Обдумывая ответное послание и набрасывая первые его строки, Чаадаев не может сдержать наплыва мыслей, в которых метаморфозы собственного сознания и душевное неустройство корреспондентки, различные общественно-исторические ситуации и мировые цели как бы перекликаются и просматриваются друг через друга. Все это подсказывает ему искомый жанр выражения накопившихся проблем, соответствующий не только духовному своеобразию адресата, но и характеру его философии, ее широкому предназначению. Теперь начальные строки переделываются, привлекается дополнительный материал, и личное письмо в процессе работы превращается в знаменитое первое философическое письмо.
Его беседы о религии, обращается Чаадаев к «даме», нигде не упоминая имени Пановой, не принесли ей желаемого мира и успокоения, а, напротив, усилили тоску и беспокойство потому, что она не до конца вышла из прежнего состояния и не вполне вверилась новым мыслям. Посему необходимо стараться безбоязненно и самоотверженно отдаваться сердечным движениям, пробуждаемым религиозным чувством. Чтобы сохранить и закрепить эти движения, рекомендует он, следует упражняться в покорном служении богу, то есть строго соблюдать все церковные обряды, внушенные высшим разумом и обладающие животворной силой. Надо также и в повседневности сохранять их дух.

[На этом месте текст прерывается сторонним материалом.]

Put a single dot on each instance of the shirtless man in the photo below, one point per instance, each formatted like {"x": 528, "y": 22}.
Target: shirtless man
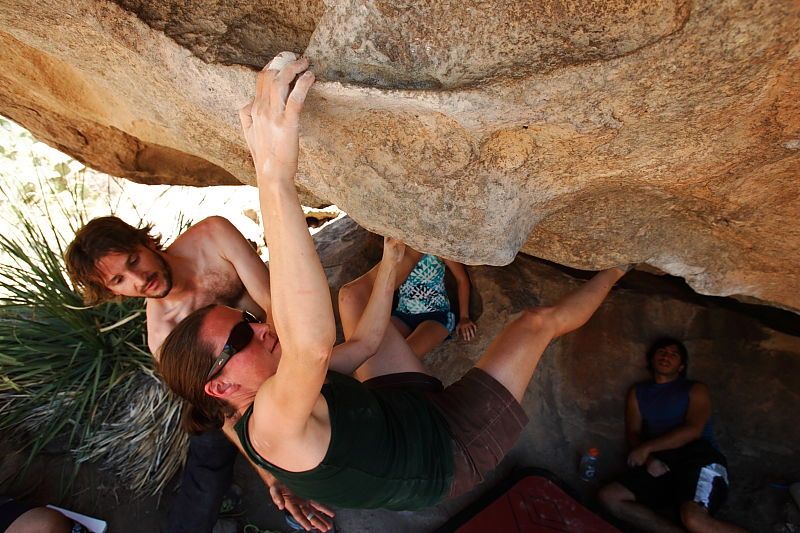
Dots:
{"x": 211, "y": 262}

Однако, предупреждает автор письма, осуществлению подобных намерений мешает «печальный порядок вещей», отсутствие в русской действительности «необходимой рамки жизни, в которой естественно размещаются все события дня» и которая нужна для нравственного здоровья, как чистый воздух для здоровья физического. Речь идет, разъясняет он, не о каких-то моральных принципах или философских истинах, а «просто о благоустроенной жизни, о тех привычках и навыках сознания, которые сообщают непринужденность уму и вносят правильность в душевную жизнь человека». Именно отсутствие благоприятных внешних условий для должного душевного режима, замечает автор, не позволяет «даме» взрастить брошенные им в ее сердце семена веры, претворить в реальность «величавые эмоции созерцания».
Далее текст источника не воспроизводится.